Being a mum in Singapore is no easy task! | Image source: iStock
1. Janet Ng, 32, stay-at-home mum of 4 kids
My day typically begins at 5.30 in the morning. I wake up to prepare breakfast and get the kids ready in time for school. I finish getting them all to school by around 830. Then I get to breathe for a bit and get around to cooking lunch or on good days, meeting some friends for brunch. Mums need their sanity too!
I pick my first child up from primary school at around 130pm and then the rest by about 3 or 4pm. On most afternoons I have to take them to their enrichment lessons, then get them home, have dinner, do some revision and get them to bed.
That’s typically 16 hours a day! And often after they get to bed I still have to get some things done and only go to bed much later. If I get 5 good hours of sleep, it’s a luxury!
Now that works out to 80 hours without even including the weekends!
2. Alisha, working mum of 3 kids
I don’t even know when my day begins or ends because the lines are so blurred. They never seem to end, they just go by at such an incredible pace that the end of the day merely feels like a pocket of time to rest.
I wake up at around 515 or 530 in the morning to express milk for my baby. Then I get breakfast ready and start getting my older two children ready for school. I send them to school then get to the office by 9. During my lunch hour, I rush to pick them up and send them home, then I return to work and eventually get home around 6 or 7 in the evening.
This mum gets so tired that she naps in her car at times. | Image source: iStock
On some afternoons I choose to leave the office early and I bring work home. I only get around to it later at night because I take the kids to classes in the afternoon.
I get their dinner, studying, bedtime reading and all done and have them in bed. The younger child sleeps by 10, and the baby doesn’t have a fixed time. I work till about 12 or 1am before I hit the sack. I wake up at night to feed my baby, so I really don’t know when my day actually ends. Being a mum is crazy. It’s like working non-stop!
How to cope?
Well, I’m sure you can relate to what these mums go through. Even if your schedules aren’t as crazy, your to-do list is probably just at crazy. And the worst part about being a mum is that you never quite rest your mind.
You sit down to watch a movie with your hubby and while he’s all relaxed and concentrating on the movie, with his arm around you, your mind is anywhere but there. You’re thinking of the Mt.
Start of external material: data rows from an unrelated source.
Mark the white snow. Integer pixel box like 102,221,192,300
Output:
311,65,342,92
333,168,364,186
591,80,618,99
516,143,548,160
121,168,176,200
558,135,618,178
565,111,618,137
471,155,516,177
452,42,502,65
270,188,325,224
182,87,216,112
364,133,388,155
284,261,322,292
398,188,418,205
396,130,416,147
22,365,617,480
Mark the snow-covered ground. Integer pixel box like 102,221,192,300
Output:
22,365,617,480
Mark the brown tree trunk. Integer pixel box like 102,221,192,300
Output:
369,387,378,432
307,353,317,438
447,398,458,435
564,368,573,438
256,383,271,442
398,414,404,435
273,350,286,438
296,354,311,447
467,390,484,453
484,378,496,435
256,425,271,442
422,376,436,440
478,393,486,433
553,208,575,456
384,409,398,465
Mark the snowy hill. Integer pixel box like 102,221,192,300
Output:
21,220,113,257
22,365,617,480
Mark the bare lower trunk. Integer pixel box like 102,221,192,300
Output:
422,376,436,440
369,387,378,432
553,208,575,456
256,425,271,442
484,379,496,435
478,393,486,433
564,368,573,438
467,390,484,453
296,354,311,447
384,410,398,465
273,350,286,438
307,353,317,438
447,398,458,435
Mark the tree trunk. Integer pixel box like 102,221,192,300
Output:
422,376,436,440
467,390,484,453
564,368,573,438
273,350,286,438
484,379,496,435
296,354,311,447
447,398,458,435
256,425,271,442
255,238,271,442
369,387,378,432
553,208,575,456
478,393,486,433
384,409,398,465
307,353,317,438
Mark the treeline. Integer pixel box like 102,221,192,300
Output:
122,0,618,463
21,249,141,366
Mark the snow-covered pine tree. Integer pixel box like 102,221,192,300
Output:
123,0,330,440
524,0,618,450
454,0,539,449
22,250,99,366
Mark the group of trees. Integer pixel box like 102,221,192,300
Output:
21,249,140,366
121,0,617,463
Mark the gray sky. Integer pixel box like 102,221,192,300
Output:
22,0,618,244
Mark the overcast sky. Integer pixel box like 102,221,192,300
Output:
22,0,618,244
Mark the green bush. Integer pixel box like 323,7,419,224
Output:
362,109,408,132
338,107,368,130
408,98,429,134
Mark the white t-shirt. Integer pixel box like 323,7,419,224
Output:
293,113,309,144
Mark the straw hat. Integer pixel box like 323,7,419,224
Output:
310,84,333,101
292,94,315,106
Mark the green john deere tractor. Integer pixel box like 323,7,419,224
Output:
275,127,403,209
Everest pile of laundry, the cereal that is running out, the cheque you need to write for school fees, that report that your boss has been hounding you for… you know what I mean.
So if being a mum is this tough, then just how do you cope? Here are some coping mechanisms that are tried and tested by mums out there.
- Wine. Yes, wine, lots of it. Mums swear that it helps to keep them same. One mum shared, “It’s not so much the wine as it is that small bit of time that you set aside to not do anything, just sip on wine and have a little bit of breathing space. We all need that.”
Mums need wine. A lot of it. | Image source: iStock
- Coffee. Wine may not be for everyone but being a mum mostly means that you pretty much survive on a caffeine fix. Many mums claim that they cannot get the engine started in the morning without this!
- Grandparents. Yes, the dear old folks, what would we possibly do without them? Whether it’s to lend an extra hand around the house and the kids or to keep a watch over the helper, grandparents are the best life-savers for moms!
- The mom face or angry voice. Yes, this one is important. We all need to establish a certain ‘fear’. When the kids see that face they must know better than to push any more buttons.
- Screen time. I know screen time is bad and all that but you know what, I’m stuck at home with 3 monsters. Thank you, Disney Junior/Netflix, I couldn’t have done it without you. Nothing left to explain there.
Well, mums, you know it all too well, just what it’s like being a mum. It’s tough, it’s insane, it’s almost impossible but somehow we get by because mums are amazing!